Oleh: KH Hafidz Abdurrahman
Soal:
Maraknya LGBT saat ini juga memunculkan wacana tentang fiqih waria, yang konon telah dibahas oleh para fuqaha’. Apa sebenarnya yang dibahas oleh para fuqaha’ tentang fiqih waria ini? Benarkah mereka melegalkan waria?
Jawab:
Para fuqaha’ memang telah membahas pembahasan khusus tentang khuntsâ [hermaprodit]. Secara harfiah, khuntsâ diambil dari lafadz khunts, yang berarti lembut [layyin]. Jika disebut, khanatstu as-syai’a fatakhannatsa, maksudnya ‘athiftu fa ta’atthafa [aku bersikap lembut kepadanya, sehingga dia menjadi lembut].
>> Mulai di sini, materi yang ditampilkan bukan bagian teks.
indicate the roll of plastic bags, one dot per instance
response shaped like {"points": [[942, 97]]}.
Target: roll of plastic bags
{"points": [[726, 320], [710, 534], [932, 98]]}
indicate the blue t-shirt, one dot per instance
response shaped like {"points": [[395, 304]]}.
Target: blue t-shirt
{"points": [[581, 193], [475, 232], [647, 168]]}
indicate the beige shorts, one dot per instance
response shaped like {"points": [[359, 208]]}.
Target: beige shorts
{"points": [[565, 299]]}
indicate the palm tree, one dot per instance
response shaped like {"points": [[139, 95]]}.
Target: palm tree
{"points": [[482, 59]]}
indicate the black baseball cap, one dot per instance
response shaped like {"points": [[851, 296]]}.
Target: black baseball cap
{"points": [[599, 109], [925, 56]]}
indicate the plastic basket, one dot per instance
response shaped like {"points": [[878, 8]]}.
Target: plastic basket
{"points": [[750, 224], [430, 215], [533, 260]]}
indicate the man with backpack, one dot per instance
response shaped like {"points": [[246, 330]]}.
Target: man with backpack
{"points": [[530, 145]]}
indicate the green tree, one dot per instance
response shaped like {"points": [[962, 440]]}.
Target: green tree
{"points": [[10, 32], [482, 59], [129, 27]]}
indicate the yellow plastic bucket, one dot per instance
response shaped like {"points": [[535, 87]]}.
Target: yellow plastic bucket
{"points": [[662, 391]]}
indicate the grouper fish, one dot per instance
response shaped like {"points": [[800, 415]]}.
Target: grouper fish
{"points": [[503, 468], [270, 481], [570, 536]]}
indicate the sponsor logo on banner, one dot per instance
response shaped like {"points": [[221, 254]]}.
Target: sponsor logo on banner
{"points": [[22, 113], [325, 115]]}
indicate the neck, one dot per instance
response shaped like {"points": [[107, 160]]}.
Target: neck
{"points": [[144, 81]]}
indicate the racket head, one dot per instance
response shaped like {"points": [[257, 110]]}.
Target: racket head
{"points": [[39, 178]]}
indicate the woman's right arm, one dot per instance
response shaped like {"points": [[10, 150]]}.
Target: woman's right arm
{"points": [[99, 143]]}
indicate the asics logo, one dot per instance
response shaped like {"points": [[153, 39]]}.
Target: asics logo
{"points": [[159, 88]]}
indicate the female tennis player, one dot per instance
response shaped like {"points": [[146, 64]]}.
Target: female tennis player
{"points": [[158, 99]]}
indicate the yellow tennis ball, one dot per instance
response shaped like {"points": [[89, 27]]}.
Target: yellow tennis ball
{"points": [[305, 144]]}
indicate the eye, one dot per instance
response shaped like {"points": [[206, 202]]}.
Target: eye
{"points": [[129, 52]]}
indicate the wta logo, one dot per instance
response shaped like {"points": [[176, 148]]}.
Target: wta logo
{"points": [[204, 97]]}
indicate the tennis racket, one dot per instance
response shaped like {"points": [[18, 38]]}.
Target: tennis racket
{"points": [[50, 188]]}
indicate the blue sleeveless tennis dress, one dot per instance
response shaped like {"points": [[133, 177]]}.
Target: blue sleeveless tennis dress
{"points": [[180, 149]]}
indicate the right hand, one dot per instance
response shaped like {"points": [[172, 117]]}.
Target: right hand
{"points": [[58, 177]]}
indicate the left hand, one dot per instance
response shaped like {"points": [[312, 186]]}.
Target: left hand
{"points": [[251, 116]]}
Dalam Mu’jam Lughat al-Fuqaha’, Prof. Dr. Rawwas Qal’ahji menyatakan:
الَّذِيْ لَهُ آلَةُ الذَّكَرِ وَآلَةُ الأُنْثَى، أَوِ الَّذِيْ يَبُوْلُ مِنْ ثَقْبٍ وَلَيْسَ لَهُ آلَةُ ذَكَرٍ وَلاَ آلَةُ أُنْثَى.
“Orang yang mempunyai alat kelamin laki-laki, dan alat kelamin perempuan. Atau orang yang kencing melalui saluran, dimana dia tidak mempunyai alat kelamin laki-laki dan alat kelamin perempuan.”
Sedangkan istilah Mukhannats, digunakan untuk menyebut orang yang menyerupai wanita dalam hal kelemahlembutan, ucapan, pandangan, gerak-gerik, dan sebagainya. Biasanya mereka dilahirkan sebagai laki-laki, namun mempunyai beberapa karakter seperti perempuan. Ada juga yang memang lahir sebagi laki-laki, dan karakternya pun laki-laki, tetapi berpenampilan seperti perempuan. Mereka inilah yang disebut oleh Nabi sebagai mukhannatsîna min ar-rijâl [laki-laki yang bergaya perempuan].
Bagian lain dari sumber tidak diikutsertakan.